План Алейникова был прост. Он основывался на том обстоятельстве, что линия фронта неумолимо приближалась и в связи с этим Лахновский, безусловно Ошеломленный к тому же нападением среди ясного дня на Бергера и его гибелью, ждет теперь неминуемого удара партизан и на самое Шестоково. И этот удар скорее всего будет нанесен нынешней ночью с запада. Почему нынешней ночью и с запада?

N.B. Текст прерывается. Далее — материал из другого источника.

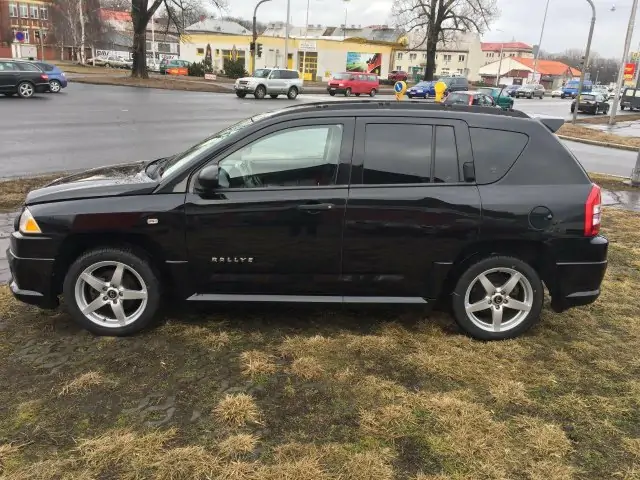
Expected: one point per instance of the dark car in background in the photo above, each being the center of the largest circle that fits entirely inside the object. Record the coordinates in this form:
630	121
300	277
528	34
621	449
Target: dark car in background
502	99
57	78
21	77
333	202
592	103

Интуиция Алейникову говорила: Лахновский давно взял в оборот всех, кому было известно о поездке Бергера в Орел, а значит, прежде всего некую неизвестную ему Шипову Леокадию, а там, видимо, и Подкорытова. Признаются они или нет, что сообщили о поездке Бергера — она Подкорытову, а тот Метальникову, — все равно Метальников теперь для Лахновского ясен. Но, рассуждал Алейников, Лахновский продумал и следующее: Метальников и командир партизанского отряда Баландин тоже не лыком шиты, тоже понимают, что Метальников теперь, видимо, разоблачен и на сегодняшнюю встречу, понятно, являться ему нельзя. А если все же явится, то с одной целью: скрытно следующие за ним партизаны должны захватить его человека, пришедшего на встречу с Метальниковым, под угрозой смерти заставить его подвести к постам, бесшумно уничтожить их и, приблизившись таким образом скрытно к Шестокову, именно с этой стороны (с другой о приближении партизан сообщили бы секреты) напасть на его гарнизон. Другой цели явка Метальникова означать теперь не могла. И он явится, ибо другой такой возможности обмануть бдительность Лахновского просто у партизан уже не будет и «Абвергруппа» по мере дальнейшего приближения фронта может эвакуироваться в более глубокий тыл. А этого партизаны допустить не могут.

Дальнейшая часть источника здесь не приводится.